When AI agents start working for people – and increasingly for each other – they will need a way to find jobs, get paid for their services, and build trust. OKX, a crypto exchange, believes that the future is closer than many people expect, launching a marketplace where AI agents can hire each other, settle payments autonomously, and build portable on-chain reputations.
The marketplace, called OKEx AI, opened to developers on Tuesday after a closed beta involving 50 initial AI service providers. The marketplace is based on technology OKX previously developed to allow AI agents to hold digital wallets, make payments using stable coins, and establish persistent identities.
The launch marks OKEx’s latest effort to move beyond crypto trading as it looks to become a broader fintech company.
With more than 150 million users globally, OKEx is betting that the next generation of customers will not just be people or institutions, but also AI agents able to conduct transactions autonomously, giving rise to an emerging “agent economy.
“The coming decade will be defined by one-person companies that generate more than a million dollars in annual revenue – because each person effectively gains an unlimited workforce,” Star Xu, founder and CEO of OKEx, told TechCrunch. “Traditional financial infrastructure serves humans. The agentic economy needs infrastructure designed for autonomous software. That’s why we built OKX.AI.”
OKEx chief marketing officer and global managing partner Haider Rafiq said the company believes “agent commerce” could become a trillion-dollar market over the next five years, driven by micropayments and autonomous software.
Rafiq told TechCrunch that the marketplace is aimed at crypto developers building AI applications and solo entrepreneurs who want to automate parts of their business with AI agents. The company expects those developers to create applications for the Marketplace, allowing other users to access AI-powered tools without having to build them from scratch.

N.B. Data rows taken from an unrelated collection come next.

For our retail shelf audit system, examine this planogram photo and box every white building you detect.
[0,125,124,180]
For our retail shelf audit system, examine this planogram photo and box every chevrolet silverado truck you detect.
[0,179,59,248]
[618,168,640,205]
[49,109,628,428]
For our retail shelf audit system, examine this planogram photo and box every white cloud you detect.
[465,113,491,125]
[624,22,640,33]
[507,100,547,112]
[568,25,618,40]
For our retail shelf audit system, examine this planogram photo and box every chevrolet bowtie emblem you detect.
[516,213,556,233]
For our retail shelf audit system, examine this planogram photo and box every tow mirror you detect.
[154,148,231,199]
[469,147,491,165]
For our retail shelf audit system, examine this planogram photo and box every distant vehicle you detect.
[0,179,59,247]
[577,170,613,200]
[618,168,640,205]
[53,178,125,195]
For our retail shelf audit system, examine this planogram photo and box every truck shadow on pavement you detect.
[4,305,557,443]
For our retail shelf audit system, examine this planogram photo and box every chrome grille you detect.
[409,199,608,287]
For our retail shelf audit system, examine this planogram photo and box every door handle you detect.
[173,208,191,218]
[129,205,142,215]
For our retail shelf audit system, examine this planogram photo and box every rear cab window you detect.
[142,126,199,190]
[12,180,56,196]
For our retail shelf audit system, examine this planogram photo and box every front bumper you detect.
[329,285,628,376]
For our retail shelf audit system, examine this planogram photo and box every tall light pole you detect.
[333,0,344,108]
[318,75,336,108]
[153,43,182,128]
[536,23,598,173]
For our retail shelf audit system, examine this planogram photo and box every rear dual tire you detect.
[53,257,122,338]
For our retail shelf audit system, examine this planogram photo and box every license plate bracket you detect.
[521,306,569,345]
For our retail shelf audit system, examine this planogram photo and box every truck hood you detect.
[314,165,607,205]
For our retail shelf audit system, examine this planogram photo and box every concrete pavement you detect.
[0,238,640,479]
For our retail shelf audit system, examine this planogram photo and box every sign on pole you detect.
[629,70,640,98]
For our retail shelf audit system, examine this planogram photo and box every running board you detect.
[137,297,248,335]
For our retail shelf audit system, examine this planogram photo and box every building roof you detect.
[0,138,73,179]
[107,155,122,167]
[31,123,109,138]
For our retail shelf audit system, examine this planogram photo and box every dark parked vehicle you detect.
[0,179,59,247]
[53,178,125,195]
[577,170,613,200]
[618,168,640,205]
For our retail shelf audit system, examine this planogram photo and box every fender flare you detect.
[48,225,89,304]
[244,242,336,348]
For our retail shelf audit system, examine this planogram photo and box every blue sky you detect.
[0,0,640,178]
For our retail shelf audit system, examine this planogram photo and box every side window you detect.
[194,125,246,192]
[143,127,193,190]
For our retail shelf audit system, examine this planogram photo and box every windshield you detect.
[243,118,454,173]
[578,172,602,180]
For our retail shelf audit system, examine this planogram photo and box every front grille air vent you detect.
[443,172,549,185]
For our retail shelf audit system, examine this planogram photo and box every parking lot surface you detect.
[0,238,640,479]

Among the early builders are CertiK, whose service lets AI agents assess the security of a crypto wallet or token before executing a transaction, and CoinAnk, which provides live market data on a pay-per-query basis. GenLayer, another launch partner, is bringing dispute-resolution infrastructure to market to help AI agents resolve contractual disagreements.
The company says that using blockchain-based payments and stablecoins, AI agents can settle transactions around the clock, including low-value micropayments that would be impractical using traditional payment rails.

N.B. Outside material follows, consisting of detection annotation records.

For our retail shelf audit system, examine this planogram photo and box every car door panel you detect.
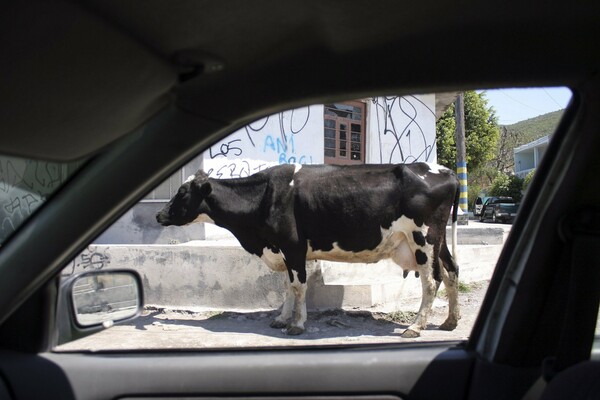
[0,345,473,399]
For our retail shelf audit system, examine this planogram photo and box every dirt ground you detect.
[56,281,488,351]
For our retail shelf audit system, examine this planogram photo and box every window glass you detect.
[58,88,571,350]
[0,155,82,245]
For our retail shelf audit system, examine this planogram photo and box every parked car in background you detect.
[479,196,519,223]
[0,0,600,400]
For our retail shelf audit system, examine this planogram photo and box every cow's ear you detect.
[192,179,212,197]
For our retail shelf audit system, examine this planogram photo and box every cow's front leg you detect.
[440,268,460,331]
[271,271,295,329]
[286,271,307,335]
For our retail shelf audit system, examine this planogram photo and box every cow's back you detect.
[293,163,455,252]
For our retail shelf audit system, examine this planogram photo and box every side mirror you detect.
[56,270,144,345]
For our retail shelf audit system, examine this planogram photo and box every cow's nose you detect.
[156,212,167,225]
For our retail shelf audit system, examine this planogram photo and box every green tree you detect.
[436,91,500,175]
[523,169,535,191]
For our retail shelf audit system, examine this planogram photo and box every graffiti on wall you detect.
[204,95,437,178]
[0,157,64,243]
[204,106,322,178]
[62,245,110,275]
[371,96,437,164]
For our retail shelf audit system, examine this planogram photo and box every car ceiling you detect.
[0,0,600,161]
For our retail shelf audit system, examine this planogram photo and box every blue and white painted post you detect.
[456,161,469,213]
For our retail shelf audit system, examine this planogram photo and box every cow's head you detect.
[156,170,212,226]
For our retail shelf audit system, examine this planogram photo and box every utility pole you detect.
[454,92,469,213]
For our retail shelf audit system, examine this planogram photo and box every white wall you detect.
[367,94,437,164]
[203,105,324,240]
[203,105,324,178]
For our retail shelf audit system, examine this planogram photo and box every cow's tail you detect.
[452,184,460,264]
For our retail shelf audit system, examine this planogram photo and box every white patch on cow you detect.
[183,175,196,183]
[188,214,215,225]
[306,216,431,271]
[260,247,287,271]
[452,220,460,264]
[426,163,449,174]
[290,164,302,186]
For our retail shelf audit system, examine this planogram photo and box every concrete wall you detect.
[367,94,437,164]
[63,228,504,310]
[96,94,437,244]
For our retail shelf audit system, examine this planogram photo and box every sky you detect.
[478,87,571,125]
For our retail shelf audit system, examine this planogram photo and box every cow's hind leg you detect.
[271,252,307,335]
[440,243,460,331]
[271,272,295,329]
[402,264,439,338]
[286,274,307,335]
[402,239,441,338]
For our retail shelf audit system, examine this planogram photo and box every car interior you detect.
[0,0,600,400]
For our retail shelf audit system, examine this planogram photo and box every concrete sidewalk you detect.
[65,224,510,310]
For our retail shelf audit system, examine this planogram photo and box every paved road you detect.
[57,282,487,351]
[58,217,511,350]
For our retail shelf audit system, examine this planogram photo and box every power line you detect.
[542,88,565,109]
[500,90,545,113]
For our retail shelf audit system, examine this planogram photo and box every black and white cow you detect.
[156,163,460,337]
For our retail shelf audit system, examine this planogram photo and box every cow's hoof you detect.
[440,320,458,331]
[269,319,287,329]
[285,326,304,336]
[401,328,421,339]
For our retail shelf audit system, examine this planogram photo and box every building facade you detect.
[96,94,442,244]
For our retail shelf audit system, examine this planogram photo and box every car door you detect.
[0,2,600,399]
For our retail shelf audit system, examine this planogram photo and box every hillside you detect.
[504,110,564,146]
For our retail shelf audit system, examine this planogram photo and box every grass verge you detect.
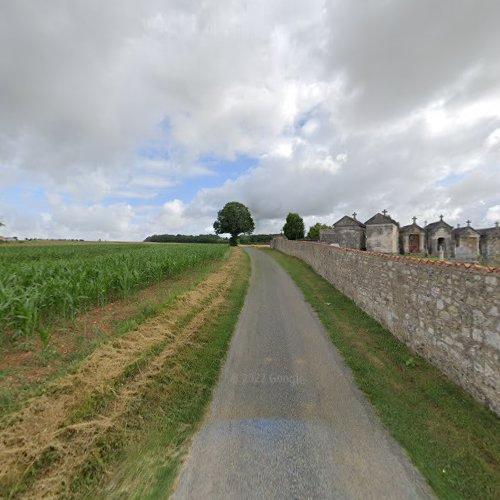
[70,248,250,499]
[263,250,500,499]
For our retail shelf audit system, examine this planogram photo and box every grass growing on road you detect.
[264,250,500,499]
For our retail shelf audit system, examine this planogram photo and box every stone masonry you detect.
[272,237,500,415]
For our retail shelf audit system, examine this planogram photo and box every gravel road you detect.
[174,248,432,500]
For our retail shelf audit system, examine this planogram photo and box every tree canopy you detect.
[307,222,333,241]
[283,212,305,240]
[214,201,255,246]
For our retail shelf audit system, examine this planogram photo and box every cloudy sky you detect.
[0,0,500,240]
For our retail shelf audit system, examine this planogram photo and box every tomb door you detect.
[408,234,420,253]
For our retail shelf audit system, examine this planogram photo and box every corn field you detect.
[0,244,227,337]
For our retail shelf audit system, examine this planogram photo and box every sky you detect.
[0,0,500,241]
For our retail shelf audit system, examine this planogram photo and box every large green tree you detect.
[307,222,333,241]
[283,212,305,240]
[214,201,255,246]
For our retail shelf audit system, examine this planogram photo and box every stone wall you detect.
[272,238,500,414]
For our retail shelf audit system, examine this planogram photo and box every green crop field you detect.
[0,244,228,340]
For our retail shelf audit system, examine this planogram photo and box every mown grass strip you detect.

Rafiq said OKEx is implementing the same fraud detection, compliance systems and internally developed infrastructure that underpins its cryptocurrency exchange in the market, which will be introduced in phases before becoming more widely available.
OKEx’s launch comes as technology companies and startups race to build the infrastructure that will underpin AI agents, from developer platforms and marketplaces to payments and identity systems. Albert Castellana, co-founder and CEO of GenLayer Labs, said the greatest challenge is not just enabling AI agents to conduct transactions, but also helping them discover each other and resolve disputes when things go wrong.
“What we’re building is essentially a digital court system,” Castellana told TechCrunch. “The challenge for us is distribution. OKX already has that.”
Rafiq argues that OKEx’s biggest advantage is not just its technology but its accessibility. The company believes its existing network of crypto developers and users will help fuel the market, while its broader strategy extends far beyond digital assets.
In March, Intercontinental Exchange (ICE), the parent company of the New York Stock Exchange, invested approximately $200 million in OKEx, which has a $25 billion valuation. Rafiq said the partnership is part of the company’s ambition to “modernise markets” through tokenisation, while OKEx AI represents a parallel effort to “modernise money” for the age of autonomous software.
Developers access the marketplace through Onchain OS, OKEx’s toolkit for connecting AI agents to blockchain-based services. The company said no OKEx account is required to get started and the platform is compatible with AI coding tools, including Cloud Code, Codex, Hermes, and Openclave.
Since developers rather than retail users primarily target the market, India features prominently in OKEx’s plans. The country has emerged as one of the world’s largest hubs for AI and blockchain developers, a community the company hopes to reach even before the widespread return of its crypto trading business.
In 2024, OKX suspended its services in India as it faced the country’s regulatory requirements for crypto exchanges. Rafiq told TechCrunch that India remains one of the company’s top priority markets, adding that developer products like OKEx AI face fewer regulatory hurdles than spot crypto trading and these initiatives could help the company reconnect with the country’s builder ecosystem sooner.